Agence France-Presse

« Je ne suis pas sûr », a déclaré le joueur de 23 ans lors d’une vidéoconférence. « Je ne peux pas parler au nom de tout le monde. Je ne peux parler que pour moi-même, et je ne suis pas sûr. Je ne suis pas aussi confiant que je le voudrais, voilà ce que je veux dire ».

« Je pense que des promesses sont faites tous les ans.

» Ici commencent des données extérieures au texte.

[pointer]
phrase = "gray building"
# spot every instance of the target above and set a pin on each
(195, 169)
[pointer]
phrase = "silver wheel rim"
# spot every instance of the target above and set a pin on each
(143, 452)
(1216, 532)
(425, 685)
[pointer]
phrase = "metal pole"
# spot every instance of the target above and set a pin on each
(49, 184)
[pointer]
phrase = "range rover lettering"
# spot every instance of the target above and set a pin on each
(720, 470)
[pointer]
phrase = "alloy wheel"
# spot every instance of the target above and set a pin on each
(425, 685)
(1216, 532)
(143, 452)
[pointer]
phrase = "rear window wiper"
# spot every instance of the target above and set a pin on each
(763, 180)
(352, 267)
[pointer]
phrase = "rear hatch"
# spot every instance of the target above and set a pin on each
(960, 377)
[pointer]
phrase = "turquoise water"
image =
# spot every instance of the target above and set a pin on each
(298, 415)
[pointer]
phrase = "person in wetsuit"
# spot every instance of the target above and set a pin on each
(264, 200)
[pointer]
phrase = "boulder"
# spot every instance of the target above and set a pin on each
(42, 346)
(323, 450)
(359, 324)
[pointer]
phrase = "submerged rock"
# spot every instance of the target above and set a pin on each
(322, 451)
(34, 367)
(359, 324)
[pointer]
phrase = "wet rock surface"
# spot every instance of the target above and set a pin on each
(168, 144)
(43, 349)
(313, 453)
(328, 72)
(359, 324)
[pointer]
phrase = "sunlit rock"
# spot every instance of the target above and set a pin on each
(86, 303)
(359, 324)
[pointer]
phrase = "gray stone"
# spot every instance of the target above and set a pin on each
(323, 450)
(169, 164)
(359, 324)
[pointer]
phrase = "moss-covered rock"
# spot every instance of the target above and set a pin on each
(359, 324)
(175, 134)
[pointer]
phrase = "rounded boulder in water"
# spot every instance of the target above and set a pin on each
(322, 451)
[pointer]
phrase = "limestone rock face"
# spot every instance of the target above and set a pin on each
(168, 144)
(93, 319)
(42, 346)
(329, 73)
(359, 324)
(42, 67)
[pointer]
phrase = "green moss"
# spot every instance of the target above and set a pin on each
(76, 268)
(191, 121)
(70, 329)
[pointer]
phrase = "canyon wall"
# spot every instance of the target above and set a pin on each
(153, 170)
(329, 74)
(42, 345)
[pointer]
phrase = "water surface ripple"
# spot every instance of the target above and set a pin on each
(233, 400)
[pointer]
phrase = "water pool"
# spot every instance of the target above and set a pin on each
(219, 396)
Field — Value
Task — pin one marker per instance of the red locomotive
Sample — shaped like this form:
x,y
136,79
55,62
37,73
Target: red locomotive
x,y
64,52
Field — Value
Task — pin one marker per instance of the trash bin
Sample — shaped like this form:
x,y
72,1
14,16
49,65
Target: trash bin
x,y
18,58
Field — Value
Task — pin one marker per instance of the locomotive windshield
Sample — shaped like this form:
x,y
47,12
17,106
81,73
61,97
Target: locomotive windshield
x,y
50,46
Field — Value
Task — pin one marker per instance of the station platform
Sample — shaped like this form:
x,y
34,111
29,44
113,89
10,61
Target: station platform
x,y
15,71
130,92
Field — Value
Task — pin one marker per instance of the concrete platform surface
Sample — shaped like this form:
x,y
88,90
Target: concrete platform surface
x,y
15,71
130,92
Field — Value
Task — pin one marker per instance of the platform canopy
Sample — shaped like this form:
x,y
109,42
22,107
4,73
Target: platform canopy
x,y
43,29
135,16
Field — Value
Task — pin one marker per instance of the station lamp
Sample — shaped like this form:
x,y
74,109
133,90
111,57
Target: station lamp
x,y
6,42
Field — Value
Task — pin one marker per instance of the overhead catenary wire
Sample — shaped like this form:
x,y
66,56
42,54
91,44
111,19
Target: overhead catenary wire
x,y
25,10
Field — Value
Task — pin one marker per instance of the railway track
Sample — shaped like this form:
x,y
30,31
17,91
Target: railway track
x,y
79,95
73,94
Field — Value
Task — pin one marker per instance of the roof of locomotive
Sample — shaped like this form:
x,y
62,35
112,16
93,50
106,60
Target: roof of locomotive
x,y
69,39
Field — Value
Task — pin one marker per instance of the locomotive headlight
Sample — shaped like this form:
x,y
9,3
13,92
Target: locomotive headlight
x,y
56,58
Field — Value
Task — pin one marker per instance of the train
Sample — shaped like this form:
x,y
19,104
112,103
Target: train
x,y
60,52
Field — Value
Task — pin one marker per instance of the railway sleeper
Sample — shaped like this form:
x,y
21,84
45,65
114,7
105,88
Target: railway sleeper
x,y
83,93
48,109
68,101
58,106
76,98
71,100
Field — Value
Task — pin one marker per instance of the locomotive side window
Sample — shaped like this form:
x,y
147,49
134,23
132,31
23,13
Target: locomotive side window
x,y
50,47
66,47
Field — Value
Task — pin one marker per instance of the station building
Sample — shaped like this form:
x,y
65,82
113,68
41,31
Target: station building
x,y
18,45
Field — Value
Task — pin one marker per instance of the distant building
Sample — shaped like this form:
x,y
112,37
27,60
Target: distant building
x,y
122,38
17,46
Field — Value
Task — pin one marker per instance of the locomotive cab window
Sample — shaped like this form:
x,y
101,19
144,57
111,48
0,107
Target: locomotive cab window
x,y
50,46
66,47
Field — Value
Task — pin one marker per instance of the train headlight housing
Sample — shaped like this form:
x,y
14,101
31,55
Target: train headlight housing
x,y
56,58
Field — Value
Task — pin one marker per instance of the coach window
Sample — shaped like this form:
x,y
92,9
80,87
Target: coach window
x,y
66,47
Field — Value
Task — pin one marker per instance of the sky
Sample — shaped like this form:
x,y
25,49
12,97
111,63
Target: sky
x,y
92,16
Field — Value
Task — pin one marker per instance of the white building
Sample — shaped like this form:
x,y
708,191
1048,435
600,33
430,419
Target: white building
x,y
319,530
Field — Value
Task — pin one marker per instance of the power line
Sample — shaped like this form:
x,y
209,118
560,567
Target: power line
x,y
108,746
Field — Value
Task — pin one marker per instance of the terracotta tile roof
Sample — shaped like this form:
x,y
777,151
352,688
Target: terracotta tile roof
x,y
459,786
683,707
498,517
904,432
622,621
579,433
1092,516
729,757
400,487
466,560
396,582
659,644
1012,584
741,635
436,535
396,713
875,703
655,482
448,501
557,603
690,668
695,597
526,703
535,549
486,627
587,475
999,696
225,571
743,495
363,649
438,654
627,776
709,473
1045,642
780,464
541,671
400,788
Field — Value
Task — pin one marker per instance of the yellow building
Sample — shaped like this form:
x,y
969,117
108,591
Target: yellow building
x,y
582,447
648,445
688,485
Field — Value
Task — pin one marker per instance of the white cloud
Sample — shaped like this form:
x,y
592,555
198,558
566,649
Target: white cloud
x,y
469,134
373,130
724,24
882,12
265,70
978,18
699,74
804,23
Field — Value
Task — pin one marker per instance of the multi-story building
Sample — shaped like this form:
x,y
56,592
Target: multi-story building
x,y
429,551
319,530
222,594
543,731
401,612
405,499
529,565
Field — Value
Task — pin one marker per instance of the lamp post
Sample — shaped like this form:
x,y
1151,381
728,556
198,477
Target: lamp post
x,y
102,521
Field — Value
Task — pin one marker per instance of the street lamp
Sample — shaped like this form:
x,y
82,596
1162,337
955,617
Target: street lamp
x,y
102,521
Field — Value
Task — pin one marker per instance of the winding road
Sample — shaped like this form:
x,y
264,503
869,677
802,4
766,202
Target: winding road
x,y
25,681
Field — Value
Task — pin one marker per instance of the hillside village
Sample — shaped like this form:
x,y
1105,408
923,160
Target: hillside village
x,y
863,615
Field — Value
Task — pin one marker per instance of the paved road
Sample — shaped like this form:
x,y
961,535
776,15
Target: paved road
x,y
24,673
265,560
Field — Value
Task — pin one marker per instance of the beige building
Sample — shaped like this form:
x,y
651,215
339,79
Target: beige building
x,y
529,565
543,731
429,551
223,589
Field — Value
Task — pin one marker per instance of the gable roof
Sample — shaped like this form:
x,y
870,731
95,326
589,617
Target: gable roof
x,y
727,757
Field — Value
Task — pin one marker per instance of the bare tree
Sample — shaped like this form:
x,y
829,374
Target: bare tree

Nous avons déjà entendu beaucoup de ces propos et de ces mots », a asséné Brown, alors qu’après un boycottage historique de la NBA en réaction à l’affaire Jacob Blake, les joueurs et la ligue se sont mis d’accord sur un plan d’action pour accentuer la lutte contre l’injustice raciale.

Un des axes de ce plan est que « les propriétaires de franchises, qui possèdent également la salle, travailleront avec les élus locaux afin de la transformer en bureaux de votes pour la présidentielle de 2020 ».

Mais Jaylen Brown reproche par exemple aux propriétaires le fait de n’être pas allé assez loin dans cette initiative. « Au départ, lorsque nous avons entamé ces discussions avec le conseil d’administration, toutes les arènes étaient censées être concernées, et pas seulement celles qui appartenaient à l’équipe pour laquelle nous jouons », a-t-il déclaré, estimant que « chaque arène devrait être ouverte ».

Malgré ces réserves, Brown a reconnu le travail accompli par la NBA et les joueurs, même s’il a également exprimé sa frustration que cela n’ait pas conduit aux changements qu’il souhaiterait voir.

« Je pense que la NBA a bien fait son travail au début en inscrivant Black Lives Matter sur le parquet, nos maillots ont un message à l’arrière, les temps morts à la télévision, nous avons fait plusieurs vidéos, et ce n’est toujours pas suffisant », a-t-il regretté. « Des gens se font encore tuer dans la rue, et le climat de l’Amérique est toujours le même », conclut-il.